Paul Klee was so good playing the Violin that at the age of eleven, he became an associate member of the orchestra that gave concerts at the Berne Music Society. At the same time he started drawing, being introduced to this new visual art form by his grandmother. Unlike his musical ability, his passion for drawing was not given encouragement by his parents. Klee kept so much in his parent’s mind that he did not let aside his violin lessons.
Paul Klee in his diary stated that he “would have gladly left school during the last year, but my parents’ wishes prevented me from doing so. I now felt like a martyr. After I had scraped through my school-leaving examination, I began to paint in Munich.” Klee’s decision to leave music aside was for the idea that music had passed its peak. Modern composers left him cold.
However, he had to sustain himself financially speaking, so he still played in an orchestra. He particularly liked the great composers of the 18th and 19th century.
Did you know that Rivera tried cubism?
The Cubist influence reached Diego Rivera in 1912, through his neighbors in Montparnasse the Dutch painters Piet Mondrian, Conrad Kikkert and Lodewijk Schelfhout. However, it was in the next year that his transition to Cubism took place.
In the following five years Rivera made over two hundred works.
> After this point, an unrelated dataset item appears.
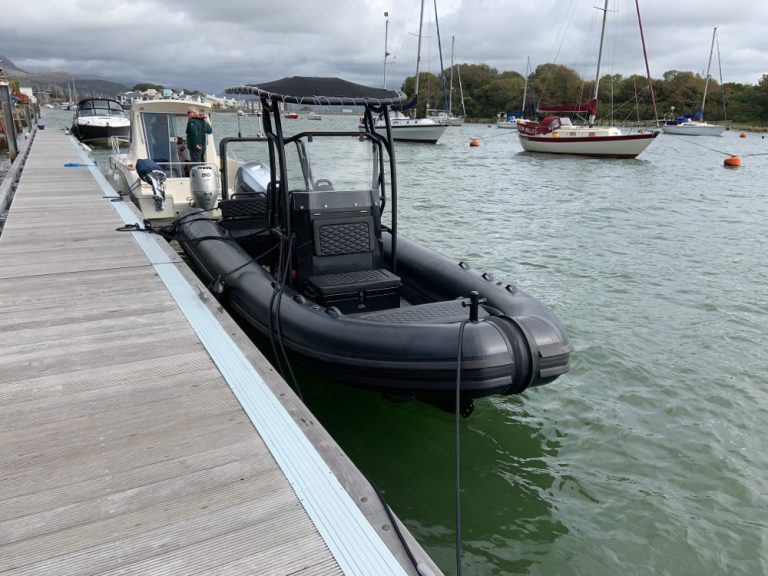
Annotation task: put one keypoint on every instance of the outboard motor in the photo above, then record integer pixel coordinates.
(152, 173)
(251, 178)
(204, 186)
His attempts, following cubist influences, reached their apogee with the oil painting Woman at a Well. His pastel color’s palette is quite unusual through the earlier cubist artists. Rivera reached maturity in cubism with the painting Sailor at Breakfast, made in 1914. This work reflects better his friendship with Juan Gris, through the mixture of paint with sand and other substances, the thick application of paint and the use of a collage technique.
At his first one-man show in April 1914 at the Galerie Berthe Weil, Rivera included twenty-five cubist works, and some of them were even sold. After this success, his cubist paintings have been shown in exhibitions in Munich, Vienna, Prague, Amsterdam and Brussels. Rivera even took part in the Cubist painters debates, and the most heated discussion were held with Pablo Picasso.
Rivera met Pablo through the artist Ortiz de Zarate. One of Rivera’s last cubist paintings is Motherhood: Angelina and the Child Diego. The painting betrays his preoccupation with scientific and philosophical ideas that led to a so-called “classical” technique. The painting shows his first wife, Angelina holding in her hands Rivera’s son. Diego jr. fell ill weakened by cold and hunger and died at the end of 1918, at the age of two.
Rivera gave up cubist style after an incident called “the Rivera affair.” In the spring of 1917, Diego had a rough exchange with the art critique Pierre Reverdy, who became the theorist of Cubism during the war years. Reverdy wrote hurtful piece about the work of Rivera, in his book “Sur le Cubism.” That started a dispute when Rivera met the writer at a dinner arranged by Leonce Rosenberg. The result of this exchange of replicas was Rivera’s break up with Rosenberg and Picasso, and with the Cubist style. He also lost the friendship of Braque, Gris, Leger, Lipchitz and Severini. The painting Zapatista Landscape, bought by Rosenberg, had been locked away until the 1930s.